A weird disjuncture, given that Skype is best used for non-local calls. Skype is all about reaching beyond the tyranny of long distance communication costs. And the same is true of Skype SMS, I suspect, especially in those places where SMS is very cheap. Here in Indonesia, for example, cellular SMS to an Indonesian phone costs 250 rupiah, or 3 US cents. A Skype SMS costs 14 US cents. No one is going to send a Skype SMS to someone locally if that kind of price difference exists. So Skype SMS might best work if you want to communicate with someone who is not at their computer, or doesn’t have Skype (or doesn’t have a computer) but doesn’t live in your zone. Not a bad niche. But the problem still remains: If SMS via Skype is really going to kick in, reliability is going to be an issue. Who is going to use the service if they have no way of knowing whether their messages landed?
Something that Skype needs to fix.
3 US cents in Indonesia? Seriously? In NZ, SMS costs 20 NZ cents or just under 13 US cents.

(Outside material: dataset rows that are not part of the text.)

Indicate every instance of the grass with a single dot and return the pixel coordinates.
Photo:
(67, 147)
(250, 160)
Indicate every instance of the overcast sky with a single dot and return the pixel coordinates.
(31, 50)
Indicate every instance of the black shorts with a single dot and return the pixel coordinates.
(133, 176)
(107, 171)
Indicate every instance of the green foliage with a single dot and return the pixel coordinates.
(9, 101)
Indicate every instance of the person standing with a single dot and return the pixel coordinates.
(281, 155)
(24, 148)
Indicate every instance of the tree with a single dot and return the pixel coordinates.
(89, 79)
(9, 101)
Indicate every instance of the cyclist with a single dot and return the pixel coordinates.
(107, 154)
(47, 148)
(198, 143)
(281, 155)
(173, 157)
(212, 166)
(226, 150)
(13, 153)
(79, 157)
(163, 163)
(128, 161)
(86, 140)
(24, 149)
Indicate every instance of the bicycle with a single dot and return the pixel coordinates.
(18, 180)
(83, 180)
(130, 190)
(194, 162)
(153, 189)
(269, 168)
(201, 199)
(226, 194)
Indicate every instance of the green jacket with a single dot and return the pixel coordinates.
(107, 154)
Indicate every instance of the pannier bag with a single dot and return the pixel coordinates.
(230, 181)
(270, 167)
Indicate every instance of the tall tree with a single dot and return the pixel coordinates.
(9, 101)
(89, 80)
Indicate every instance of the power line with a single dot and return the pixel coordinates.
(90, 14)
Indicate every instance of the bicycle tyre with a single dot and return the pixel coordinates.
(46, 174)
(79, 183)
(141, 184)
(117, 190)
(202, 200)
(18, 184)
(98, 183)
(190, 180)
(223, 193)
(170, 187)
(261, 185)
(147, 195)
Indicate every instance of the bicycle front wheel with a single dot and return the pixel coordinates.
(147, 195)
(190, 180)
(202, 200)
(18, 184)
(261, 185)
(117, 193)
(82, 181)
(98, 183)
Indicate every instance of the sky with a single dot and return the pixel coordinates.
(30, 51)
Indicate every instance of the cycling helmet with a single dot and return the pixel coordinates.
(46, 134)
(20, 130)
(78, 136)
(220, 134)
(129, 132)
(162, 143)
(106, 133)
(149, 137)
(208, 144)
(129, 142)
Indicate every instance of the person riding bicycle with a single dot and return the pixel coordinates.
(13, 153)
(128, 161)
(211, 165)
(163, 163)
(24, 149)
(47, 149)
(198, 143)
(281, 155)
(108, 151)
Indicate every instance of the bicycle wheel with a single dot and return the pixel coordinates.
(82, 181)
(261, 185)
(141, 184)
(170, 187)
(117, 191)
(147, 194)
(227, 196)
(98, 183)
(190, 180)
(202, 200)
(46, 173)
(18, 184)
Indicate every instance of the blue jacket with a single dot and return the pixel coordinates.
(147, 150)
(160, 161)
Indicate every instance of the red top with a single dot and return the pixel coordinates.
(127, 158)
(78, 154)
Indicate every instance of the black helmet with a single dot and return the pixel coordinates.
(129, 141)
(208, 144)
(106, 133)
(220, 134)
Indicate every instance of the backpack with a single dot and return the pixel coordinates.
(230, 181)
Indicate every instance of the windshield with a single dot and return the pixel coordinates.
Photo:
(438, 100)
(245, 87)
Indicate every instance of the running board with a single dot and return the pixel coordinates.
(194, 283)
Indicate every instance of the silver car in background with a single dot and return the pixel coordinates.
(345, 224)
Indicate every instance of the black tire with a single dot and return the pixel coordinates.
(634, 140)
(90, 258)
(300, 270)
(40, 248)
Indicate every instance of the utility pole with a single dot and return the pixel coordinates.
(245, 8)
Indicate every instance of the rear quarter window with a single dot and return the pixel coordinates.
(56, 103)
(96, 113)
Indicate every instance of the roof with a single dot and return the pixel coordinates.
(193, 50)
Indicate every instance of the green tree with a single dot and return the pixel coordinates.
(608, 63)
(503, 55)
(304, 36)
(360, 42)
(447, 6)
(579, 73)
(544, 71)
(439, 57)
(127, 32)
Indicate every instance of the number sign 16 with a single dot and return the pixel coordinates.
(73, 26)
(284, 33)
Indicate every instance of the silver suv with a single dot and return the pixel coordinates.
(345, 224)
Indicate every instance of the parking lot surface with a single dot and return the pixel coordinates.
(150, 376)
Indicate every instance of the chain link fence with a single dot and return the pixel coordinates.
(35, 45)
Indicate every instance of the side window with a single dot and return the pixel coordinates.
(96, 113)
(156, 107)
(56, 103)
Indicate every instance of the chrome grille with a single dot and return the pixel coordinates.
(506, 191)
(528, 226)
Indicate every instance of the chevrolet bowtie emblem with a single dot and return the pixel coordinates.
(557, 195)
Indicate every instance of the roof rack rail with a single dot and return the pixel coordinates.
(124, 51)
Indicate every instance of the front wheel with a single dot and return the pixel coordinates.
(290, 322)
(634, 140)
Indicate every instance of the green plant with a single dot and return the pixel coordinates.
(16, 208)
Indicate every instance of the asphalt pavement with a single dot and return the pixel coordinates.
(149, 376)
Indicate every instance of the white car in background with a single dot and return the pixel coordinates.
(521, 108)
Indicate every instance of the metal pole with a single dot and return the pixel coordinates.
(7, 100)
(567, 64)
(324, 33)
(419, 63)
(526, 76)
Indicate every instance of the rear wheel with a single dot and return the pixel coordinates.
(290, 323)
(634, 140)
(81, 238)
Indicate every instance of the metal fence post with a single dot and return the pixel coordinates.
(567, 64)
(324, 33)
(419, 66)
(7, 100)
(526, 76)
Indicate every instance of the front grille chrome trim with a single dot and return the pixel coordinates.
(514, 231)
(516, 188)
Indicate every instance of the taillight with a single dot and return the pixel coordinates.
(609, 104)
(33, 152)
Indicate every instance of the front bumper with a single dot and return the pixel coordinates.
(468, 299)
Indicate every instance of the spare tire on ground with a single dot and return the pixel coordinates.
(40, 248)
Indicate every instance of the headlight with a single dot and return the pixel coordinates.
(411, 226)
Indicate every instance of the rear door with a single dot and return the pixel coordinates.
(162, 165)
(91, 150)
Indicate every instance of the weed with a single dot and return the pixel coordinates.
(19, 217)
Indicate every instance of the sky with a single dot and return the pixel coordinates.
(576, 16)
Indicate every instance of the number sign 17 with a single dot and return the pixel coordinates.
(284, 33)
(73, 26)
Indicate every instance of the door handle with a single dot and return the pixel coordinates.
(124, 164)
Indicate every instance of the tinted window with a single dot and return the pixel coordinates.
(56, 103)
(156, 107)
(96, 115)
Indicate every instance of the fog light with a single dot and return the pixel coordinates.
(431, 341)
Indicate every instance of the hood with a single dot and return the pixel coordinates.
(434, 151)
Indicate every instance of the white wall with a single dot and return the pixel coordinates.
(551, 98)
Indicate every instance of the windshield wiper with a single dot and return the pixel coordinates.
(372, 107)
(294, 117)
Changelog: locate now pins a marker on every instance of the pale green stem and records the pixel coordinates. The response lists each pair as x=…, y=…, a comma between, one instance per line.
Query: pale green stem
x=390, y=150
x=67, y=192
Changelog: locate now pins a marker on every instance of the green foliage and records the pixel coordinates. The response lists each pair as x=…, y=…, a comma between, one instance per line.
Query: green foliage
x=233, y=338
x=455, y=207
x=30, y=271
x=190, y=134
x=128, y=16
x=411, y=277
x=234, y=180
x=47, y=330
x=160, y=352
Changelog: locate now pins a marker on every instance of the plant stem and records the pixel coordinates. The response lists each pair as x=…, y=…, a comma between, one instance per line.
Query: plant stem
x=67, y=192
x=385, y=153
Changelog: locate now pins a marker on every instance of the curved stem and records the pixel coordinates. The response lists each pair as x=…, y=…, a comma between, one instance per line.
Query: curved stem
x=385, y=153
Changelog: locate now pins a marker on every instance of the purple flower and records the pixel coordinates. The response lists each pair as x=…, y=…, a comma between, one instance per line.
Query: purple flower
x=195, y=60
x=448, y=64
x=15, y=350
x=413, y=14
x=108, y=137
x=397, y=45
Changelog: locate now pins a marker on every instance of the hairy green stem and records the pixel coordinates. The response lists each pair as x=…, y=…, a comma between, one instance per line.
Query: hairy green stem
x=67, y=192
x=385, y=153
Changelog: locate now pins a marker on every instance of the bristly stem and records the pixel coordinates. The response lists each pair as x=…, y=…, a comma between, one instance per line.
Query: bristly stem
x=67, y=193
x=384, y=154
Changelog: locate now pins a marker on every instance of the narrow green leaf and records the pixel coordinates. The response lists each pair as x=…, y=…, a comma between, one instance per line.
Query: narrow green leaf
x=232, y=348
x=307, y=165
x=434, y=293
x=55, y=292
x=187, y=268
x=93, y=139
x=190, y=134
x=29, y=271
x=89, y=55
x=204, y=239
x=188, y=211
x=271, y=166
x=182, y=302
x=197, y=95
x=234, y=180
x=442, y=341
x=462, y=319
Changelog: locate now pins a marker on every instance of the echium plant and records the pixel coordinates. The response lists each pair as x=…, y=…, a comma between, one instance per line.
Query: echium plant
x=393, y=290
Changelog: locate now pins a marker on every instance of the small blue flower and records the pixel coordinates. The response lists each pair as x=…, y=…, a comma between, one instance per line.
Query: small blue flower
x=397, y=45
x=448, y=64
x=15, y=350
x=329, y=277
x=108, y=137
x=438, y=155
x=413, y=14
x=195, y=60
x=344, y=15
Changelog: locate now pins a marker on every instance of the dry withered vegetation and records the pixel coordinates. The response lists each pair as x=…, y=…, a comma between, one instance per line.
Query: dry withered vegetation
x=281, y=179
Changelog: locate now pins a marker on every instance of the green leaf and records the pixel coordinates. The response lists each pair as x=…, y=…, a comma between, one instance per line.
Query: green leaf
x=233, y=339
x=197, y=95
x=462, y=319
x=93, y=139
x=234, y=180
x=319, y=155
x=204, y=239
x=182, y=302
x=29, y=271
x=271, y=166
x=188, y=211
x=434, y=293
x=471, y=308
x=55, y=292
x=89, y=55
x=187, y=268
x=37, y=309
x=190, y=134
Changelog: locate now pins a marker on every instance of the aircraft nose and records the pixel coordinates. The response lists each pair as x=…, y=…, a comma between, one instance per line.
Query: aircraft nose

The irony in NZ is that most people use SMS instead of calling, which is even more expensive – US$0.32 to US$0.90 per minute.
Fired up Skype 2.5 beta here, and found two SMS failure messages – except I know for a fact that those two messages went through.
Oh, better yet, I didn’t get charged for the “failed” SMS. Maybe Skype shouldn’t hurry up and fix the problem. 🙂
I signed up for skypeOut today. The call prices are a bit lower than my ISP charges me. But the sms cost is really expensive. It’s 0.079 euro, 0.09 including VAT. The cost to send an sms is 0.01 euro! it’s 9 times as expensive! Even skype calls cost less.